Sample KCL 2.X consumer for AWS Kinesis streams. The consumer is configurable via environmental variables and can be containerized (dockerfile for it is provided), which can be run anywhere.
Table of Contents
Before running the samples, you'll want to make sure that your environment is configured to allow the samples to use your AWS Security Credentials.
You can create the the Kinesis data stream with AWS CLI.
STREAM_NAME=test-kds01
REGION=ap-northeast-1
aws kinesis create-stream --stream-name ${STREAM_NAME} --shard-count 1 --region ${REGION}
# describe the stream
aws kinesis describe-stream-summary --stream-name ${STREAM_NAME}
# list
aws kinesis list-streams
ref: Perform Basic Kinesis Data Stream Operations Using the AWS CLI
Enviroment Variables to configure the Kinesis Consumer
Parameter | Required | Default Value | Description |
---|---|---|---|
KINESIS_APPLICATION_NAME |
true |
"" |
Kinesis KCL Application name |
KINESIS_STREAM_NAME |
true |
"" |
Kinesis Stream Name |
KINESIS_REGION |
false |
"ap-northeast-1" |
Kinesis Region |
KINESIS_INITIAL_POSITION_IN_STREAM |
false |
"LATEST" |
Initial Position in Stream: LATEST or TRIM_HORIZON |
KINESIS_IDLETIME_BETWEEN_READS_MILLIS |
false |
1000 |
Idle time between record reads in milliseconds |
KINESIS_FAILOVER_TIME_MILLIS |
false |
10000 |
Fail over time in milliseconds. A worker which does not renew it's lease within this time interval will be regarded as having problems and it's shards will be assigned to other workers. For applications that have a large number of shards, this msy be set to a higher number to reduce the number of DynamoDB IOPS required for tracking leases |
KINESIS_MAX_RECORDS |
false |
10000 |
Max records to fetch per Kinesis getRecords call |
Configure the consumer with enviromental variables like this and save the file (let's say myconfig.env
)
export KINESIS_APPLICATION_NAME="<kinesis application name>"
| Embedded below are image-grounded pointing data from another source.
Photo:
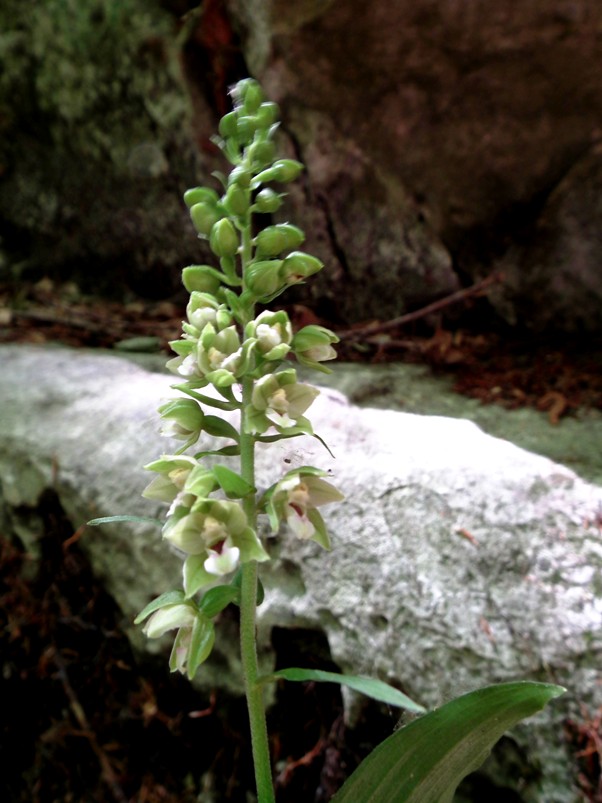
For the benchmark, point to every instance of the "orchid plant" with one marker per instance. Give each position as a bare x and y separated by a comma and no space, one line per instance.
237,360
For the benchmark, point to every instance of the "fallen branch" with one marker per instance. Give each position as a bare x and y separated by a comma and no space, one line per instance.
460,295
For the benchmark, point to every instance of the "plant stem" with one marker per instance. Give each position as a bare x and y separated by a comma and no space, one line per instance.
248,640
248,590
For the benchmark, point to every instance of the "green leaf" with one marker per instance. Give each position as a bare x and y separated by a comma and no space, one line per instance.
232,483
195,575
208,400
218,598
201,644
135,519
226,451
425,761
168,598
369,686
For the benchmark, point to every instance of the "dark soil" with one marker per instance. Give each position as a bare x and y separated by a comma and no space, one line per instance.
495,364
84,719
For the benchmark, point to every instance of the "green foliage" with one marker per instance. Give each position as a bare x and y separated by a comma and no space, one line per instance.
241,361
425,761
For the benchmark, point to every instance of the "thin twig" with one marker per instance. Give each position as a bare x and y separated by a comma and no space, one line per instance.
459,295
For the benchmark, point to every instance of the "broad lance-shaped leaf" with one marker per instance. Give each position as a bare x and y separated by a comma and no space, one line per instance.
166,599
369,686
129,519
232,483
425,761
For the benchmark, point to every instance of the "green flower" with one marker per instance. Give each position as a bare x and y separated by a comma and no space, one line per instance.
194,640
216,357
295,499
273,334
169,618
183,420
215,535
203,308
312,345
279,400
174,472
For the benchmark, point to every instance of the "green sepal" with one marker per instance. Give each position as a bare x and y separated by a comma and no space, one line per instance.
228,265
250,546
218,428
206,279
321,535
202,640
237,581
216,599
194,574
163,601
231,483
200,194
234,301
371,687
182,347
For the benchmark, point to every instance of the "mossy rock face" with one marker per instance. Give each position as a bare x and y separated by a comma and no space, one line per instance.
96,145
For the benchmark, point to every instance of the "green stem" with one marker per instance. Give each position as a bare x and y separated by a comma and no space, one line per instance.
248,591
248,638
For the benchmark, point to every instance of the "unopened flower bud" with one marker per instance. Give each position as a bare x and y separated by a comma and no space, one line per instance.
284,170
273,333
267,114
241,176
183,419
227,125
298,266
312,345
273,240
262,154
267,201
263,278
196,195
224,240
201,278
204,216
252,97
236,200
245,129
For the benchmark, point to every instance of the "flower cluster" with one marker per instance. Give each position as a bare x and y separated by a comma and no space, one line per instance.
244,356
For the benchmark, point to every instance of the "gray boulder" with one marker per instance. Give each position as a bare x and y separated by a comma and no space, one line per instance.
474,114
458,558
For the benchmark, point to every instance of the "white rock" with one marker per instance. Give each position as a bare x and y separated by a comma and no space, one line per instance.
458,559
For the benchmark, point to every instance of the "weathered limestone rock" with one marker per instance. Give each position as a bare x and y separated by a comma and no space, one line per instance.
474,113
459,559
96,146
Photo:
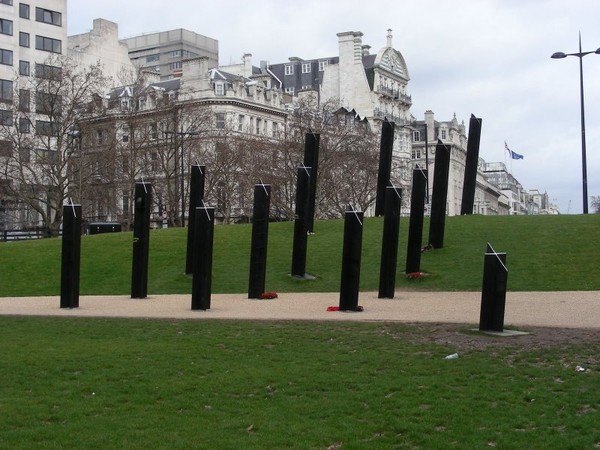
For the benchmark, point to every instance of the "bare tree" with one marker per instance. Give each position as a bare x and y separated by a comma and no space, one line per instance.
348,157
39,129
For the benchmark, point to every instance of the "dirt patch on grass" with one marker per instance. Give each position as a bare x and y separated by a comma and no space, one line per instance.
463,338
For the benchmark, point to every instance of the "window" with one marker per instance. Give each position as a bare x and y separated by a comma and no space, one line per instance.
220,120
24,125
48,44
5,118
6,92
23,10
48,16
46,128
6,148
48,72
5,57
46,156
24,39
24,100
24,68
153,131
6,27
46,103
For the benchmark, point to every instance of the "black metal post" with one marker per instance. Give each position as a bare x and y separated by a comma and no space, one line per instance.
415,228
300,226
141,239
493,292
439,195
389,244
385,164
350,281
311,159
580,55
197,177
203,256
260,237
470,176
70,261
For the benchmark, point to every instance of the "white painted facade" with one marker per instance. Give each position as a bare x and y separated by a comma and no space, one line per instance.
101,44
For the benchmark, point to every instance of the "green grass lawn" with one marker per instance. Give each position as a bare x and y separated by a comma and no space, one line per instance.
141,384
544,253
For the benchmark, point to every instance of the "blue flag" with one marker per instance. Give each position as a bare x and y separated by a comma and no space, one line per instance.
512,154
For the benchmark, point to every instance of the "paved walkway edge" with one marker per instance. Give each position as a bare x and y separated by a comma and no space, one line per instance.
569,309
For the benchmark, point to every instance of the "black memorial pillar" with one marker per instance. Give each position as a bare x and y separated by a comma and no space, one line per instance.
415,228
389,243
493,292
70,261
470,178
385,164
311,159
351,254
260,237
203,252
300,226
439,195
141,239
197,177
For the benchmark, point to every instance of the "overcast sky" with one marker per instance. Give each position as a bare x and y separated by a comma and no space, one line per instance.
485,57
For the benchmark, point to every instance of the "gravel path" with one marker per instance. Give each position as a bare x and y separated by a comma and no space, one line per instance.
578,309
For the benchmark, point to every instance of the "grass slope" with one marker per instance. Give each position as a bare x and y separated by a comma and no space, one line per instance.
544,253
145,384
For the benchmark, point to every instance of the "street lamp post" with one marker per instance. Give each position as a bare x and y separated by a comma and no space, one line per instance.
181,135
580,55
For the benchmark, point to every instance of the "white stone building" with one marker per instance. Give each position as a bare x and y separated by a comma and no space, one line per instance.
489,199
30,33
165,52
101,44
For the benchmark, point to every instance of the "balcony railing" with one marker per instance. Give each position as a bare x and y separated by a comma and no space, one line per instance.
394,93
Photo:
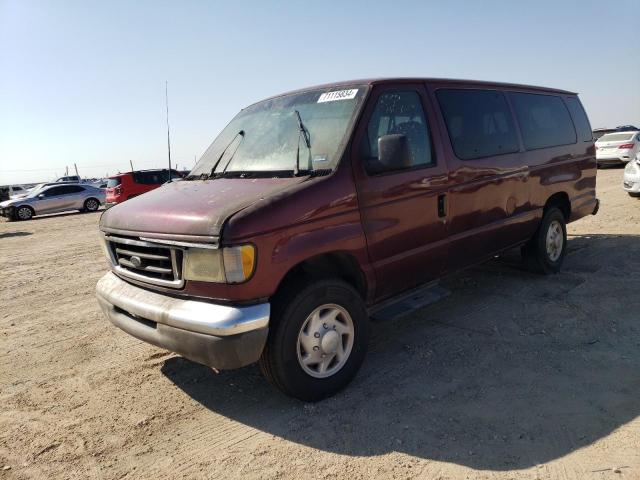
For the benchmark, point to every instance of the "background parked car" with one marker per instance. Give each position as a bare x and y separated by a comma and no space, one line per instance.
69,179
631,177
53,198
616,148
14,191
127,185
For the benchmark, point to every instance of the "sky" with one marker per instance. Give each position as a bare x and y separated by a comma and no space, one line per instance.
83,82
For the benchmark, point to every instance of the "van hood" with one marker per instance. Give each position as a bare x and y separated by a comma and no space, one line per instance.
191,208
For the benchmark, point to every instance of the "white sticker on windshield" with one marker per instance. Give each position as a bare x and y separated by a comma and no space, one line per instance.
338,95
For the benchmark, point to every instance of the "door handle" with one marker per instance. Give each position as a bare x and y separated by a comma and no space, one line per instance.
442,206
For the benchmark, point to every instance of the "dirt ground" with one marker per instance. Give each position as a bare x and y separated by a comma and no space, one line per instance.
513,376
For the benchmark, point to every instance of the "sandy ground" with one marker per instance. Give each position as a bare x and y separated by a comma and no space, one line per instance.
514,376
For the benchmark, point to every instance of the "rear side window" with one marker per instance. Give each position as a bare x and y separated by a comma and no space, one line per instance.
479,122
544,120
616,137
399,112
580,119
54,192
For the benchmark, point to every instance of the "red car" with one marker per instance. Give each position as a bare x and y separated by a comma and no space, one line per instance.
124,186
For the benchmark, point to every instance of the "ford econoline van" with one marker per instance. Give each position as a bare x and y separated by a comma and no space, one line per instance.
313,208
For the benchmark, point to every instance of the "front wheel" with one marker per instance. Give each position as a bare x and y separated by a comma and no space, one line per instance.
545,252
317,339
91,205
24,213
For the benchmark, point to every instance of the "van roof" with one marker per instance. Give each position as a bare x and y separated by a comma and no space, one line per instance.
122,174
442,81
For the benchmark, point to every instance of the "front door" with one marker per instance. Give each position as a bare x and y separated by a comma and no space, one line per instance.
403,210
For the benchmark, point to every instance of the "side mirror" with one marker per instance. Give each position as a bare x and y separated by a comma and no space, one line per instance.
394,152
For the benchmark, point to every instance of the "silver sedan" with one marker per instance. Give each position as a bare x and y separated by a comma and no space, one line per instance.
53,198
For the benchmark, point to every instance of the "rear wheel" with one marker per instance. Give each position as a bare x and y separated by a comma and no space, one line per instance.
317,339
545,252
24,213
91,205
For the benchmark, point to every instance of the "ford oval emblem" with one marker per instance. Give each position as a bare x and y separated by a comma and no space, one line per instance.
135,261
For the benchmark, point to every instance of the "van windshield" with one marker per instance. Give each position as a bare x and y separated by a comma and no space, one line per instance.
266,137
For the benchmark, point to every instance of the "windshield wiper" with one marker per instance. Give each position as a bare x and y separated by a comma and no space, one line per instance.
213,170
302,130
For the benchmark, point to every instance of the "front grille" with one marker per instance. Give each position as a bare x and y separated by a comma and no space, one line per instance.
146,261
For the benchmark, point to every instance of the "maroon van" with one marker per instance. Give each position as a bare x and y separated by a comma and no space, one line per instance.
314,208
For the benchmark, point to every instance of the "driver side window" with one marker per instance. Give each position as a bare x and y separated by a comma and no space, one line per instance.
398,112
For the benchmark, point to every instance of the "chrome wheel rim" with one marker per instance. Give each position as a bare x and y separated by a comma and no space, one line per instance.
24,213
325,341
555,240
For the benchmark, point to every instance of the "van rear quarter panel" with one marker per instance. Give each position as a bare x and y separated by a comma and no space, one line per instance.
497,202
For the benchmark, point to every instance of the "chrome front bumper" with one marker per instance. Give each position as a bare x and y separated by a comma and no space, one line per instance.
221,336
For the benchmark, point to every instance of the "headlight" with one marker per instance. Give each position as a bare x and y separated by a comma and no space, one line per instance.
226,265
105,249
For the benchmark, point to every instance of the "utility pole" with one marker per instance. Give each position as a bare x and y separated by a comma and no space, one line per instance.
166,98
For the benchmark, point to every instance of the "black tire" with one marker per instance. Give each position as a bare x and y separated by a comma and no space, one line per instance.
91,205
535,254
290,309
24,213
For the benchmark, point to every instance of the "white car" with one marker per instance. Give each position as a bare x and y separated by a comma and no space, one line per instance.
616,148
631,177
53,198
15,191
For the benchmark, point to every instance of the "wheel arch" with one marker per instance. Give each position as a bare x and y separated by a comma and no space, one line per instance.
561,201
337,264
91,198
25,205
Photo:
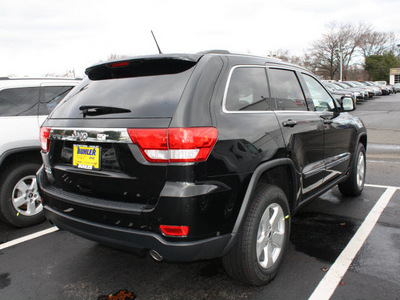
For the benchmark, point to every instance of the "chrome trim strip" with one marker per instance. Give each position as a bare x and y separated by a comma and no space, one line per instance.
102,135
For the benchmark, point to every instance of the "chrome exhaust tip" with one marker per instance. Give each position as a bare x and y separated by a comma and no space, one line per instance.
155,255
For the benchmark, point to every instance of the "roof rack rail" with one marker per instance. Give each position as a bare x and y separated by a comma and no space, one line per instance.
216,51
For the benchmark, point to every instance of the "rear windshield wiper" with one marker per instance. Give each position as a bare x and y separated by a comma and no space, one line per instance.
96,110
export KINESIS_STREAM_NAME="<kinesis stream name>"
export KINESIS_REGION="<kinesis region: ap-northeast-1>"
export KINESIS_IDLETIME_BETWEEN_READS_MILLIS="<idle time between record reads in milliseconds: default 1000>"
export KINESIS_INITIAL_POSITION_IN_STREAM="<initial Position In Stream: LATEST or TRIM_HORIZON>"
export KINESIS_FAILOVER_TIME_MILLIS="<failover time millis: default 10000>"
export KINESIS_MAX_RECORDS="<max records to fetch per Kinesis getRecords call: default 10000>"
export JAVA_HEAP_XMX=512M
export JAVA_HEAP_XMS=512M
Build and create the package
make
or You can create the package with mvn
command
mvn package
You can run the consumer app with the configuration files (myconfig.env
)
./helpers/run_local_consumer.sh myconfig.env
Or you can run a conatinized consumer app. You need to give the following 2 args
- App configuration file (
myconfig.env
) - AWS Profile name that you use to interact with AWS resources (
my-aws-profile
)
./helpers/run_docker_consumer.sh myconfig.env my-aws-profile
Here is an sample output:
./helpers/run_docker_consumer.sh ./myconfig.env my-aws-profile
21-07-27 20:32:47:661 INFO main kinesis.KinesisConfig:137 - applkicationName: mykclapp01 [env KINESIS_APPLICATION_NAME: mykclapp01]
21-07-27 20:32:47:663 INFO main kinesis.KinesisConfig:139 - streamName: test-kds01 [env KINESIS_STREAM_NAME: test-stream01]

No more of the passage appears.